The Fed seeks, however, to show investors that it's safe to get back into the water.
Right now, banks aren't willing to lend and are parking their reserves at the Fed, said Alex Pollock, a former president of the Federal Home Loan Bank of Chicago and now a senior fellow at the American Enterprise Institute, a conservative research group in Washington. It's the equivalent of stuffing money under the mattress. Instead, the Fed is lending it out to people it thinks it can trust.
For much of the past 15 years, a wide range of loans had been bundled together and sold to investors through a process called securitization. It freed banks to lend more because these loans, or asset-backed securities, were transferred off their books into a secondary market outside the banking system.
Securitization allowed consumer finance to expand. In recent years, about a quarter of all lending to consumers — including home mortgages, credit cards, car loans and student loans — was securitized.
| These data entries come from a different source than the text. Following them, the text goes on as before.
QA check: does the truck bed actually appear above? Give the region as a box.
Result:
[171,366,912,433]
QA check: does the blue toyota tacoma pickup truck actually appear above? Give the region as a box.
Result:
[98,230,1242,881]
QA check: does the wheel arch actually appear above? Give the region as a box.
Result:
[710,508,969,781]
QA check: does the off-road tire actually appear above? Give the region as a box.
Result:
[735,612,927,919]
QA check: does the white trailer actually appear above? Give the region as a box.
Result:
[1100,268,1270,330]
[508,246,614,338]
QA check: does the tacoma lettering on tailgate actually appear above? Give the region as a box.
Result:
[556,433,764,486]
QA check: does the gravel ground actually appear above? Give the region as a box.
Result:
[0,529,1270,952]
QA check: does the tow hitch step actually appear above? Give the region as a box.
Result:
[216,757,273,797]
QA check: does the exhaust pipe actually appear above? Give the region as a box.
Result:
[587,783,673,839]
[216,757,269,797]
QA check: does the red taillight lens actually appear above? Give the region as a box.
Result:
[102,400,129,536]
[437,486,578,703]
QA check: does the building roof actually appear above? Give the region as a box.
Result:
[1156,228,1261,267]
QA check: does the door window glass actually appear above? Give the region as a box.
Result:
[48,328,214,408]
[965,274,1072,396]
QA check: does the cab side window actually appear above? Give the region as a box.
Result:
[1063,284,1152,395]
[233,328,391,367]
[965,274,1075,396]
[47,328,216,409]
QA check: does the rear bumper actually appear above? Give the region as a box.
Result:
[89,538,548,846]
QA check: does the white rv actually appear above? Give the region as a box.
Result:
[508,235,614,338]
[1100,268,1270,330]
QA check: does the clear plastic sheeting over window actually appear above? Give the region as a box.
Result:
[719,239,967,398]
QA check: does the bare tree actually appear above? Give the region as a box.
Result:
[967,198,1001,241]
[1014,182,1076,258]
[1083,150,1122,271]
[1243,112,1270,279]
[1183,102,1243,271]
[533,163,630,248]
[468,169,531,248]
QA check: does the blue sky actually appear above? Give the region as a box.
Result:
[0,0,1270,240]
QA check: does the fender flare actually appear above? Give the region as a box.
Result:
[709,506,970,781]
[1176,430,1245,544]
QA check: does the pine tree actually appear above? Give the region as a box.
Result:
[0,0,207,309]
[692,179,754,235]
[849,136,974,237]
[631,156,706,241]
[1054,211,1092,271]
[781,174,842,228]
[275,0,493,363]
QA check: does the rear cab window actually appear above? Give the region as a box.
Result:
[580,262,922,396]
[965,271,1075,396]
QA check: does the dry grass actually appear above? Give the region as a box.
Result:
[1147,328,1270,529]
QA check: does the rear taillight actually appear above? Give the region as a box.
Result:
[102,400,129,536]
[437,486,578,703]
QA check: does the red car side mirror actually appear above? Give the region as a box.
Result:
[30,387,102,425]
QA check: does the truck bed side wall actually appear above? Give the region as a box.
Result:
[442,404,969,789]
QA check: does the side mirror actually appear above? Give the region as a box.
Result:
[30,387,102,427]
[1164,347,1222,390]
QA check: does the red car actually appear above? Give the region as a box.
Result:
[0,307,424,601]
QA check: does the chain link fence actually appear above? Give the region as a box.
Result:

This market, however, is all but dead, weighed down by home mortgages amid plummeting property values and rising foreclosures. Investors have come to doubt even the stability of securities backed by car loans and student loans, and they fear defaults will rise as the recession deepens.
"These markets have ... been virtually shuttered since the worsening of the financial crisis in October," the joint Treasury-Fed statement said. "By reopening these markets, the (plan) will assist lenders in meeting the borrowing needs of consumers and small businesses."